Desktop productivity for business analysts and programmers

Excel file to SAS , alt 0010 and ACSII

Accepted Solution Solved
Reply
Contributor
Posts: 68
Accepted Solution

Excel file to SAS , alt 0010 and ACSII

Hello,

 

I own a Excel file with several columns to import in SAS .

One column contains a concatenation with several under part with this caracters " ; " follow by " alt 0010" like barrier. To separate severals data in the under bloc I use a " | " :


 blabla1|statut1|numeropersonne1;blabla2|statut2|numeropersonne2;blabla3|statut3|numeropersonne3

 
In Excel , a user adds " alt 0010 "  after " ; " to optimise the vision of data in the screen.
 
When the excel file is import in SAS I use a macro to cut the under part. If there is 1 " ; " I must see 2 lines , 2 " ; " I must see 3 lines ets ...
There is here a problem :
 
After this symbol " ; " there is " alt 0010 " in the starting of next line


After several checking :

 

* with rank function , rank(field,1) dive 13 for the ASCII caracters type 13.

* with the using of substr function in position 4 in the field start really here

* with a count function in the field SAS say that the "alt 0010" is place on 2 caracters ...

 

Can you help me to found a correct function to delete the "alt 0010 " in SAS ?

 

Thanks for your help.


Accepted Solutions
Solution
‎02-12-2018 04:07 AM
Contributor
Posts: 68

Re: Excel file to SAS , alt 0010 and ACSII

Hello,

 

After severals days to search the point of bug . This problem is fixed .

 

I explain :

 

1) The excel files are generated by an other departement of the company.

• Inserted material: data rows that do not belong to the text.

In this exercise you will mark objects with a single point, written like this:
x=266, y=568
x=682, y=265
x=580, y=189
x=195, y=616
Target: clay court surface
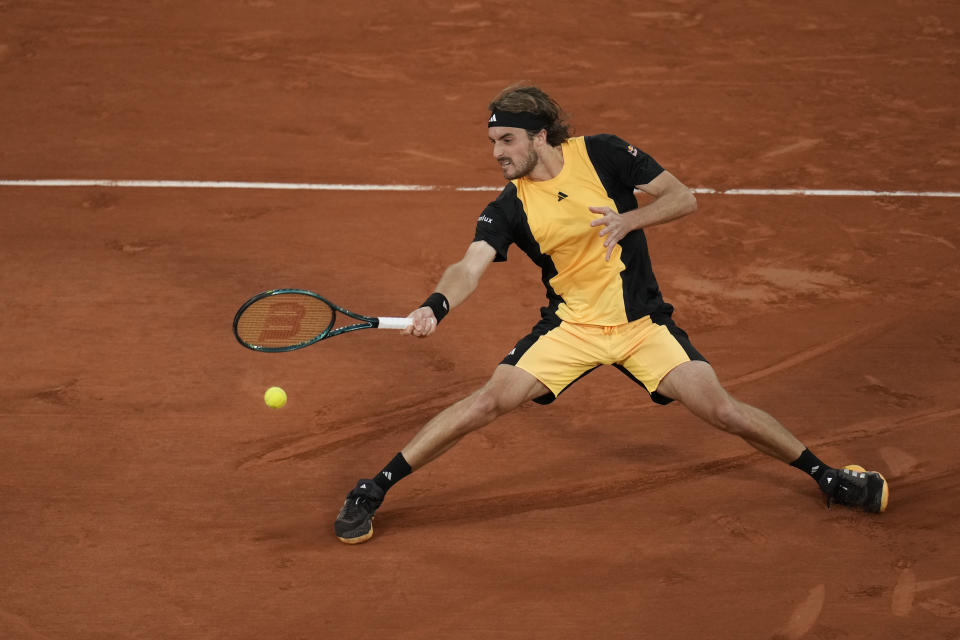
x=147, y=492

To generate the data and Excel file there is this in the this code before a prox export in excel :

 

/* code sas */

proc transpose data=work.origine out=mytable(drop=_name_);
by firstkey ;
var secondkey ;
run;

data work.mytable;

set work.mytable;

length concat $7500. ;
format concat $7500. ;
informat concat $7500. ;

concat=catx('', of col:);

*drop col:;

run;

For the second key it's impossible to know the number of appearance. Due to this sitution when the proc transpose is run the number of columns is random. When can obtain 10 columns like it's possible to obtain 50 columns.

 

This line :

 

concat=catx('', of col:);

generates a "blank" or a "voide", and under Excel and SAS this it translate by a particular space.

 

To fix this bug it's necessary to write a true space follow by a function tranwrd :

 

concat=catx(' ', of col:);
concat=tranwrd(concat,'; ',';');

 

View solution in original post


All Replies
Super User
Posts: 22,823

Re: Excel file to SAS , alt 0010 and ACSII

Posted in reply to azertyuiop

COMPRESS()  - and look at the modifiers. There's one for blanks or invisible characters that may do what you need. 

 


azertyuiop wrote:

Hello,

 

I own a Excel file with several columns to import in SAS .

One column contains a concatenation with several under part with this caracters " ; " follow by " alt 0010" like barrier. To separate severals data in the under bloc I use a " | " :


 blabla1|statut1|numeropersonne1;blabla2|statut2|numeropersonne2;blabla3|statut3|numeropersonne3

 
In Excel , a user adds " alt 0010 "  after " ; " to optimise the vision of data in the screen.
 
When the excel file is import in SAS I use a macro to cut the under part. If there is 1 " ; " I must see 2 lines , 2 " ; " I must see 3 lines ets ...
There is here a problem :
 
After this symbol " ; " there is " alt 0010 " in the starting of next line


After several checking :

 

* with rank function , rank(field,1) dive 13 for the ASCII caracters type 13.

* with the using of substr function in position 4 in the field start really here

* with a count function in the field SAS say that the "alt 0010" is place on 2 caracters ...

 

Can you help me to found a correct function to delete the "alt 0010 " in SAS ?

 

Thanks for your help.


 

Super User
Super User
Posts: 9,194

Re: Excel file to SAS , alt 0010 and ACSII

Posted in reply to azertyuiop

"In Excel , a user adds " alt 0010 "  after " ; " to optimise the vision of data in the screen."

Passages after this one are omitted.